Der Einfluss des kaiserlichen Hofes und der des kurfürstlichen Lehnsherren in Sachsen waren sehr tief greifend. Einige Dokumente belegen hervorragend die Ränkeschmiede zum Erhalt der eigenen Machtstellung. Dennoch haben diese Belege nicht ihren Weg ins vorliegende Buch gefunden. Angesichts des Umfangs und der Zahl der gesammelten Dokumente - es sind mehr als 2.000 - habe ich hierauf verzichtet. Vielleicht finden sie in einem späteren Werk Verwendung.
Was kann ich als Stadtschreiber in Wernigerode zur Forschung über diese Epoche beitragen, zu der schon zahlreiche Werke publiziert wurden? Mein Ansatz war es nicht, das Rad neu zu erfinden. Vielmehr habe ich die Quellen danach gesichtet, was ich aus ihnen unverändert übernehmen kann. Es war durchaus nicht so leicht, wie es vielleicht klingen mag, die alten Schriften zu lesen und mit Sachkenntnis und historischem Hintergrund aus ihnen "abzuschreiben". Es muss betont werden, dass viele der hier aufgetanen Quellen heute entweder gar nicht mehr zu lesen oder nur noch sehr schwer zugänglich sind.
Mit der vorliegenden Sammlung möchte ich den damaligen Autoren ein Denkmal setzen, die ihre Werke mit kritischen und gründlichen Vorortrecherchen zusammenstellten. Viele der von ihnen studierten Archivalien existieren heute nicht mehr und ihre Schriften sind somit der einzige Zugang zu diesen Quellen. Vermeiden wollte ich, dass ich nun ein "eigenes" Werk aus allen anderen entstehen lasse und dies als "meine Arbeit" anbiete.
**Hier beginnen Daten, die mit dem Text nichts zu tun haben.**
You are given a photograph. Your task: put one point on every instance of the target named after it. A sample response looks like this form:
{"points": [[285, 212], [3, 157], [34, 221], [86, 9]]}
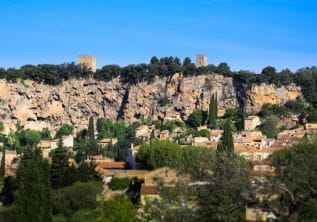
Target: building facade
{"points": [[88, 61], [201, 61]]}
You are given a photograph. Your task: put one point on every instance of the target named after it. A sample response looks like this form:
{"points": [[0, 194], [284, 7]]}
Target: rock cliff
{"points": [[36, 106]]}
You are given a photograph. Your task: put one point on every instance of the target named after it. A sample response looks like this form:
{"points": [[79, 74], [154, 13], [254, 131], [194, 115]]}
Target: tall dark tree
{"points": [[226, 145], [2, 167], [92, 147], [212, 114], [33, 198], [59, 166]]}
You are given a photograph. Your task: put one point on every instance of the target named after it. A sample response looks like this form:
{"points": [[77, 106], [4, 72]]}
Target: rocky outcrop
{"points": [[36, 105], [271, 94]]}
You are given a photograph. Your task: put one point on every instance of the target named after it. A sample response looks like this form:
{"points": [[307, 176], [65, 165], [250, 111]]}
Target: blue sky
{"points": [[248, 34]]}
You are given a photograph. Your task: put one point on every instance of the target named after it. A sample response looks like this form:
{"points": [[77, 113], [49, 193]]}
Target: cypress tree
{"points": [[216, 106], [226, 146], [33, 198], [91, 128], [242, 119], [59, 167], [212, 114], [92, 147], [2, 168]]}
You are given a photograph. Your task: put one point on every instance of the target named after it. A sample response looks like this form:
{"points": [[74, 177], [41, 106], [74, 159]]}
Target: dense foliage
{"points": [[295, 182], [119, 183], [65, 130], [161, 153], [166, 67], [33, 197], [213, 112]]}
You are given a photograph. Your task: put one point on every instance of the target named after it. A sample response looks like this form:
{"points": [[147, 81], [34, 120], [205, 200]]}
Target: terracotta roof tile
{"points": [[111, 165], [148, 190]]}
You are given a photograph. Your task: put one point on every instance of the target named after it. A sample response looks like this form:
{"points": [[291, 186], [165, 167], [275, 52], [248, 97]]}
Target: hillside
{"points": [[35, 105]]}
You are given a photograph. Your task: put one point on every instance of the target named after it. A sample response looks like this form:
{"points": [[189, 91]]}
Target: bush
{"points": [[164, 101], [65, 130], [29, 137], [76, 197], [119, 183], [202, 133]]}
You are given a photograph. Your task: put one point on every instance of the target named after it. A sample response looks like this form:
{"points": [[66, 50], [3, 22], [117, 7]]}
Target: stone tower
{"points": [[201, 61], [88, 61]]}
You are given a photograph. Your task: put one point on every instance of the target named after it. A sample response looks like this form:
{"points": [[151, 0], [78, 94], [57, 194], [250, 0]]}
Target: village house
{"points": [[172, 116], [48, 145], [253, 153], [311, 126], [257, 214], [215, 135], [10, 162], [200, 141], [251, 122], [290, 121], [149, 190], [262, 168], [106, 141], [144, 131], [165, 135], [131, 155], [253, 139], [289, 137]]}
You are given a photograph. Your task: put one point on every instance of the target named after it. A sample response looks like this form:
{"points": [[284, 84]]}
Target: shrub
{"points": [[65, 130], [76, 197], [119, 183], [164, 101]]}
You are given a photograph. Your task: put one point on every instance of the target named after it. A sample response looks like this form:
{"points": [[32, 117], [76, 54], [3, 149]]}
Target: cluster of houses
{"points": [[251, 144]]}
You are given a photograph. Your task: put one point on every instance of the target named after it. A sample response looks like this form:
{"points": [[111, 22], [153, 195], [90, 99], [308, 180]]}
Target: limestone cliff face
{"points": [[271, 94], [36, 106]]}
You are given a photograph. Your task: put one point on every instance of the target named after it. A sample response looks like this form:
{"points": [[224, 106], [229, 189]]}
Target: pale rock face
{"points": [[37, 106], [261, 94]]}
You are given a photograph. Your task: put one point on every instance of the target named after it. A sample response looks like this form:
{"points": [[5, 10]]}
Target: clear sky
{"points": [[248, 34]]}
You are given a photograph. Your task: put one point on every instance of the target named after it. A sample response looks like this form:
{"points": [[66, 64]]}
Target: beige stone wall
{"points": [[201, 61], [88, 61]]}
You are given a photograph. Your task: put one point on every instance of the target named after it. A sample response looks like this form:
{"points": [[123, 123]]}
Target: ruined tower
{"points": [[201, 61], [88, 61]]}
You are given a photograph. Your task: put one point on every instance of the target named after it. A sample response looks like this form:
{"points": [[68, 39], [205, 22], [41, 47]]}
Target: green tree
{"points": [[270, 126], [196, 119], [29, 137], [226, 145], [2, 167], [218, 196], [92, 147], [46, 134], [33, 198], [212, 114], [79, 196], [8, 190], [119, 183], [120, 209], [159, 153], [1, 127], [65, 130], [59, 166], [295, 182], [312, 118]]}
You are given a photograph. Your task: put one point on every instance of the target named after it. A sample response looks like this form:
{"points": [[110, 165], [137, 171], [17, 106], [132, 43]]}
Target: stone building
{"points": [[251, 122], [88, 61], [201, 61]]}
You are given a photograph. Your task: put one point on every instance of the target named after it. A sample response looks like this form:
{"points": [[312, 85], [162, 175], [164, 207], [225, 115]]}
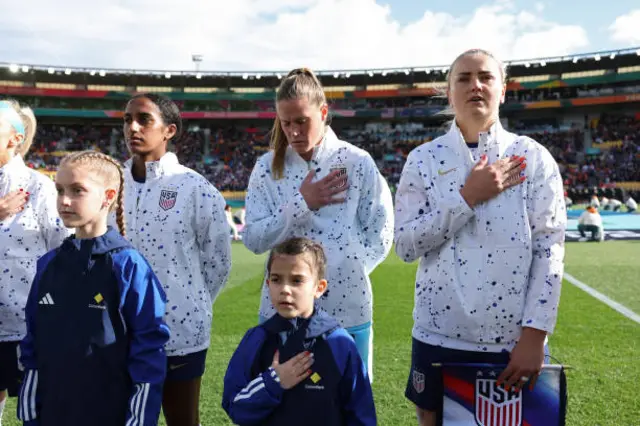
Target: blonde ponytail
{"points": [[111, 171], [30, 124], [299, 83]]}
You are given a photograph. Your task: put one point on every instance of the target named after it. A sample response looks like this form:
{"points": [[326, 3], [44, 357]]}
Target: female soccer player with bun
{"points": [[312, 184], [483, 210]]}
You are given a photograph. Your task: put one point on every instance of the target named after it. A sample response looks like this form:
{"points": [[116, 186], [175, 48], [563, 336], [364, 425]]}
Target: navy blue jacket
{"points": [[94, 349], [338, 392]]}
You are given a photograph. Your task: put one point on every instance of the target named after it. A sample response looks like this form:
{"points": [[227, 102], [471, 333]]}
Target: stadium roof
{"points": [[29, 73]]}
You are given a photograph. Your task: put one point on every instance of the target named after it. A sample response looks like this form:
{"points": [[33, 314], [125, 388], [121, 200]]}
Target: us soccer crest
{"points": [[168, 199], [418, 381], [342, 174], [495, 406]]}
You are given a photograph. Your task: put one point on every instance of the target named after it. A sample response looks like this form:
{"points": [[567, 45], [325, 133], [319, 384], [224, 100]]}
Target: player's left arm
{"points": [[375, 214], [548, 220], [213, 238]]}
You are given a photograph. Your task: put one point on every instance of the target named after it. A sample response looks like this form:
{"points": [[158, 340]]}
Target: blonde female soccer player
{"points": [[29, 227], [483, 210], [312, 184]]}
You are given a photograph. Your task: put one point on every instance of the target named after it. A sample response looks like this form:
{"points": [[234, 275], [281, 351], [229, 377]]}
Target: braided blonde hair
{"points": [[29, 120], [110, 170]]}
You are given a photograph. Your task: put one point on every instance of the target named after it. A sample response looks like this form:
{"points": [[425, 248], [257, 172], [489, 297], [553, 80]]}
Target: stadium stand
{"points": [[583, 108]]}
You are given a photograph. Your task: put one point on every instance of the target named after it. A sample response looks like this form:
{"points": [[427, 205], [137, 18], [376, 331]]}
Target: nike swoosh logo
{"points": [[444, 172], [175, 367]]}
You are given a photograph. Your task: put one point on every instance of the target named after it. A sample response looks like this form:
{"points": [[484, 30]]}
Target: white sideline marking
{"points": [[604, 299]]}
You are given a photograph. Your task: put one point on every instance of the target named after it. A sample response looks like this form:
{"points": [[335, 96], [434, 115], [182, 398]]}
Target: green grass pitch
{"points": [[601, 345]]}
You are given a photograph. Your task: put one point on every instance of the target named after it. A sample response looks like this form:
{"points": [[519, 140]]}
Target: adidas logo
{"points": [[46, 300]]}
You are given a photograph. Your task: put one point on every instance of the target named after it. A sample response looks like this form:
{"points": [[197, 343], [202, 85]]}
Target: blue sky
{"points": [[594, 16], [277, 35]]}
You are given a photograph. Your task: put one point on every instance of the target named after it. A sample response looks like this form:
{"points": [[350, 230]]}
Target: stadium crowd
{"points": [[226, 155]]}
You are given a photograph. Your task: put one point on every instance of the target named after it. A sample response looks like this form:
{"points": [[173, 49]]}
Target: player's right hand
{"points": [[12, 203], [319, 194], [293, 371], [487, 181]]}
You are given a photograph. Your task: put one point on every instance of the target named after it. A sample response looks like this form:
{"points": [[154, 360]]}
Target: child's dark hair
{"points": [[300, 245], [168, 110]]}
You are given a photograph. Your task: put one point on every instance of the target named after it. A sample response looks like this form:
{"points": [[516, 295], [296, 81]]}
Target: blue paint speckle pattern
{"points": [[357, 235], [176, 220], [483, 272], [24, 237]]}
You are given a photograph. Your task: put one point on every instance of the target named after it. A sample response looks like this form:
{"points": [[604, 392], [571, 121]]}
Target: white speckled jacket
{"points": [[486, 272], [356, 235], [24, 237], [176, 220]]}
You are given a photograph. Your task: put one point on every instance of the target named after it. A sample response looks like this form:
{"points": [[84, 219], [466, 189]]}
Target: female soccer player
{"points": [[312, 184], [94, 350], [483, 210], [176, 218], [29, 227]]}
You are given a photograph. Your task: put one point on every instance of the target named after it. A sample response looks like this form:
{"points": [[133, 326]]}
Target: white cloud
{"points": [[269, 34], [626, 28]]}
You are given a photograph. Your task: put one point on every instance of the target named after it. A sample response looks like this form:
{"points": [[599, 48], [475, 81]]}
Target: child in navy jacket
{"points": [[94, 350], [300, 366]]}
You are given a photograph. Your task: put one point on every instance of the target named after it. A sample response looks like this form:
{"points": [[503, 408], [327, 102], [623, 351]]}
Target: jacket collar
{"points": [[485, 139], [156, 168], [110, 241], [318, 324], [15, 164], [322, 151]]}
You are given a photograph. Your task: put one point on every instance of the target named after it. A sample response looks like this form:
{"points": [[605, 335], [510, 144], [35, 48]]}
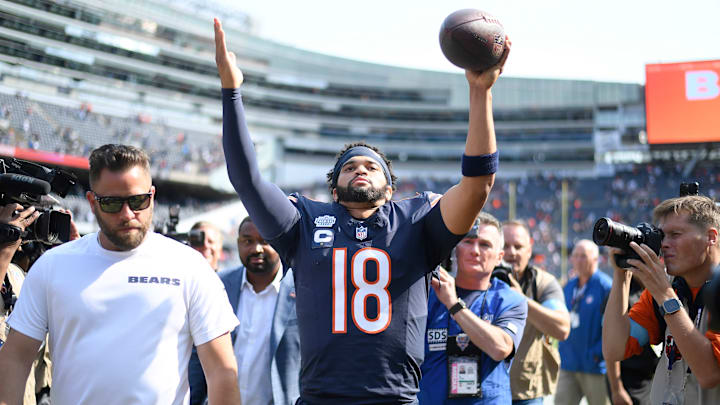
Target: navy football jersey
{"points": [[362, 296]]}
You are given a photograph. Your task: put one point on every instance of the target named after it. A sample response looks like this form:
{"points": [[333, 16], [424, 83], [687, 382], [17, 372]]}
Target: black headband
{"points": [[359, 151]]}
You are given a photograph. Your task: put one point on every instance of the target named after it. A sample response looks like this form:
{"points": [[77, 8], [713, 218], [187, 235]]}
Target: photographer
{"points": [[475, 324], [13, 220], [671, 311], [535, 370], [13, 215]]}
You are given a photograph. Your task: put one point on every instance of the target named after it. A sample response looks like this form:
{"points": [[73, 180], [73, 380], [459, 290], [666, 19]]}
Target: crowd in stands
{"points": [[626, 197], [76, 131]]}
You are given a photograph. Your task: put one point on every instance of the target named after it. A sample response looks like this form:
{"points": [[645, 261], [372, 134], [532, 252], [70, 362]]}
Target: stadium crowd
{"points": [[452, 301]]}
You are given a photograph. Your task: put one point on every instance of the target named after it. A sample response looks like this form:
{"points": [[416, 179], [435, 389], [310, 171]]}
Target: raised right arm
{"points": [[272, 212]]}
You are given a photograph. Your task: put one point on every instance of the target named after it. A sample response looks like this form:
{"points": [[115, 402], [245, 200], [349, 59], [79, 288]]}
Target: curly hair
{"points": [[349, 146]]}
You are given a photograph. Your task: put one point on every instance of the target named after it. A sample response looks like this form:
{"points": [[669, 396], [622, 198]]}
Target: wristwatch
{"points": [[459, 306], [670, 306]]}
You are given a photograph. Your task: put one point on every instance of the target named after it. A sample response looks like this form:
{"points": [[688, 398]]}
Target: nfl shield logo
{"points": [[361, 232], [462, 340]]}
Schließlich habe ich beim Lesen der alten Werke des Öfteren geschmunzelt, da oft zu erkennen war, wie einer vom anderen abgeschrieben hatte. Deshalb finden sich in den einzelnen Kapiteln durchaus wortgetreue Doppellungen. Sämtliche Originalschreibweisen wurden beibehalten.
Der Umfang der Texte erforderte nicht nur bei der Zusammenstellung Konzentration und Ausdauer; beides ist auch bei der Lektüre notwendig. Um den Inhalt verständlicher und lesbarer zu machen als die nicht illustrierten Originalschriften, ergänzte ich die laufenden Texte durch Bilder, Karten und Zeichnungen. Mein Dank gilt allen Archivaren und ihren Mitarbeitern, die mir den Zugang zu den alten Quellen gestattet und damit das vorliegende Buch ermöglicht haben.
Ich wünsche viel Freude beim Durchforsten dieses Buchs. Vielleicht entdeckt der eine oder andere Leser Szenen seiner Heimatgeschichte oder findet sogar einen Vorfahren, der in dieser Epoche eine namentliche Rolle gespielt hat. Oder aber er findet hier die Gelegenheit zu erkennen, wie spannend und aufregend sich die heimatliche Geschichte darstellt. Denn meine Vorgänger haben exzellente Texte hinterlassen - wenn auch mit einer sehr variantenreichen Orthografie.